Paul Tillich is the third with Barth and Bultmann as the trias of the greatest German theologians of the 20th century.
Tillich wrote about Schelling for his master and for his PhD. He was embedded in the Fichte Renaissance and the Schelling renaissance of the 1901, and it shows in his academic work. Tillich was both a theological and philosophical teacher.
Adorno was Tillich's assistant, and wrote his habilitation on Kierkegaard there. 1933 Tillich was one of the first non-Jewish suspended professors, and he emigrated into the USA upon Max Horckheimer's suggestion.
Tillich taught at Columbia and at the Union Theological Seminary, then at Harvard, then at Chicago. He wrote his Systematic Theology first in the USA.
Tillich felt that he was living on the boundary, as he indicated in his autobiography (1936).
Tillich almost re-encoded in Dynamics of Faith and Mut zum Sein the existing Christian symbolism into a new form.

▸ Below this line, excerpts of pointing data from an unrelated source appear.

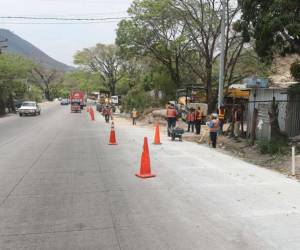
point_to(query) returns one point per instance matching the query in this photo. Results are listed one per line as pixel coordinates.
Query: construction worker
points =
(106, 113)
(198, 120)
(191, 120)
(171, 117)
(213, 126)
(221, 117)
(134, 116)
(237, 116)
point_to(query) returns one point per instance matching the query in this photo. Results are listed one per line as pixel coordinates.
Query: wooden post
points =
(293, 162)
(253, 128)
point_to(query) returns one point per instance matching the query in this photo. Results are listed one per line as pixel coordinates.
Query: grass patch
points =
(273, 147)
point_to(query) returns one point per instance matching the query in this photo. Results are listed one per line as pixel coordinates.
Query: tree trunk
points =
(209, 94)
(2, 106)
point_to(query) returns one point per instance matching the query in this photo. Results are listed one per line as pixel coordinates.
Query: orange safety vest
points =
(221, 114)
(191, 117)
(199, 115)
(134, 114)
(215, 126)
(171, 113)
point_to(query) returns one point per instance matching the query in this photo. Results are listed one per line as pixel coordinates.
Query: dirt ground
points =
(239, 148)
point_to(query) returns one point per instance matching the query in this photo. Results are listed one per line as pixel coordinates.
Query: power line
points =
(63, 18)
(56, 23)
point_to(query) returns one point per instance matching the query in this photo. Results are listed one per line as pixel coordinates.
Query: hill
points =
(19, 46)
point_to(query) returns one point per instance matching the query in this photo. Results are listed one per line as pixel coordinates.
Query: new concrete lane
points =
(63, 187)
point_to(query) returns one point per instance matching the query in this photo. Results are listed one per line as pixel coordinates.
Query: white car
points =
(29, 108)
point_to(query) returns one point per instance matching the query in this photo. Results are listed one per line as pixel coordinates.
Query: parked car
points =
(29, 108)
(64, 102)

Tillich expresses the tension between religion and modernity. He experienced the radicalization of the saddle time in the 1900s; the Enlightenment was the separation point for Old and New Protestantism; societal differentiation at the end of the 19th century shows this development line.
Semler and Schleiermacher opened up the question of what the religion is at the very end of the 18th century. Mechanization and industrialization was then the key issues for the end of the 19th century.
Tillich already wrote about religion in tension with the modernity just before WW1's end. Religion is a depth dimension of culture. Religion becomes a habitus within the culture. Religion stops being substantive or fixated, religion is a happening inside a culture.